The fire began in Eduard Cohen's cigar factory at Deichstraße 42 or 44 early in the morning of May 5, 1842; a neighbor alerted the night watch at about 1 a.m. It quickly spread to number 25, across the street. The weather had been unusually dry, and the wind was strong and changeable. Hamburg had fire lookouts on church towers, known as Türmer, in addition to night watchmen who had horns to sound to report a fire, and a code by which church bells reported the location and severity of fires. Volunteer teams of firefighters competed to earn a premium by being first to reach a fire. However, the city was dense with wooden and half-timbered houses, which tended to be tall and narrow, reflecting the shape of the building plots, and merchants operated their businesses out of their houses, so that many included warehouses containing flammables such as rubber and shellac.

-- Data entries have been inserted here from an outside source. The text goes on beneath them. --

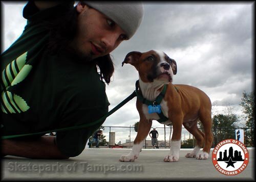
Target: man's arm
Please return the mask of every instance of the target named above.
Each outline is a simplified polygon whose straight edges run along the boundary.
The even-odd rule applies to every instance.
[[[39,10],[42,10],[45,9],[50,8],[57,6],[61,2],[58,1],[35,1],[35,6],[39,9]]]
[[[54,136],[43,136],[34,140],[2,140],[2,155],[30,159],[67,159],[54,143]]]

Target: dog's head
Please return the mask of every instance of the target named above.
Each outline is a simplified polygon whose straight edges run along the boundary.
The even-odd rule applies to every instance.
[[[124,63],[134,66],[143,82],[155,81],[164,84],[172,83],[174,74],[177,73],[176,62],[163,51],[150,50],[146,53],[134,51],[127,54]]]

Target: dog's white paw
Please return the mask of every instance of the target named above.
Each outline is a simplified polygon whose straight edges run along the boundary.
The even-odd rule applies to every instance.
[[[178,161],[179,155],[167,155],[163,159],[163,161],[164,162],[177,162]]]
[[[188,152],[186,154],[186,155],[185,155],[185,157],[186,158],[195,158],[197,156],[196,154],[194,152]]]
[[[119,162],[134,162],[138,158],[136,155],[122,155],[119,159]]]
[[[207,159],[209,153],[206,152],[200,152],[197,155],[197,159]]]

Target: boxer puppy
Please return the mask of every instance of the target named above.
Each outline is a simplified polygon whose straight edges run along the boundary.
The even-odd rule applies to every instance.
[[[212,143],[211,132],[211,103],[207,95],[201,90],[188,85],[174,85],[174,74],[177,71],[176,61],[164,53],[150,50],[146,53],[129,53],[122,62],[133,65],[139,72],[139,91],[147,100],[154,101],[167,84],[166,93],[161,101],[161,110],[168,120],[163,124],[172,124],[173,134],[169,152],[164,162],[179,161],[182,125],[196,139],[193,150],[186,158],[207,159]],[[145,139],[150,131],[153,120],[158,120],[157,113],[149,113],[148,106],[138,98],[136,107],[140,121],[137,136],[132,151],[121,156],[120,162],[133,162],[138,158]],[[198,121],[203,124],[204,134],[197,126]],[[200,151],[201,147],[202,151]]]

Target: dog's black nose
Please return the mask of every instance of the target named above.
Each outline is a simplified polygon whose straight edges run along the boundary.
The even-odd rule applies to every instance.
[[[166,70],[168,70],[170,67],[170,65],[167,63],[161,63],[160,66],[163,67],[163,69]]]

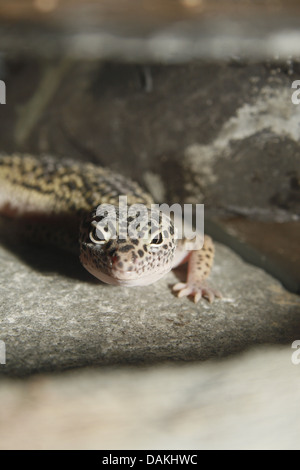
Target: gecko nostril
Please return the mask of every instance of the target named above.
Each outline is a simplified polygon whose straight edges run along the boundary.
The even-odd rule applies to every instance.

In addition the provision of water for firefighting, from the Elbe and canals, was inefficient: low water (and freezing in winter) made pumping difficult, and the leather hoses would not slide on ladders, so that water could not be pumped above ground level. By daybreak much of the Altstadt was on fire.
As the fire continued to burn, collapsed buildings prevented fireboats from using the canals, and there was no system to coordinate the firefighters from different parishes. Firefighters from outside the city, as far away as Lübeck and Kiel, joined the effort. Some buildings were blown up in an attempt to create firebreaks, including the old Rathaus (city hall), originally built in 1290; 18 wagonloads of records were salvaged from it first. May 5 was Ascension Day; a few hours after the midday feastday service, despite strenuous efforts, the spire of the Nikolaikirche collapsed, and the church burned down. There was panic and extensive looting; the militia aided in the firefighting until it had to combat looting instead. About half the population, some 70,000 people, fled.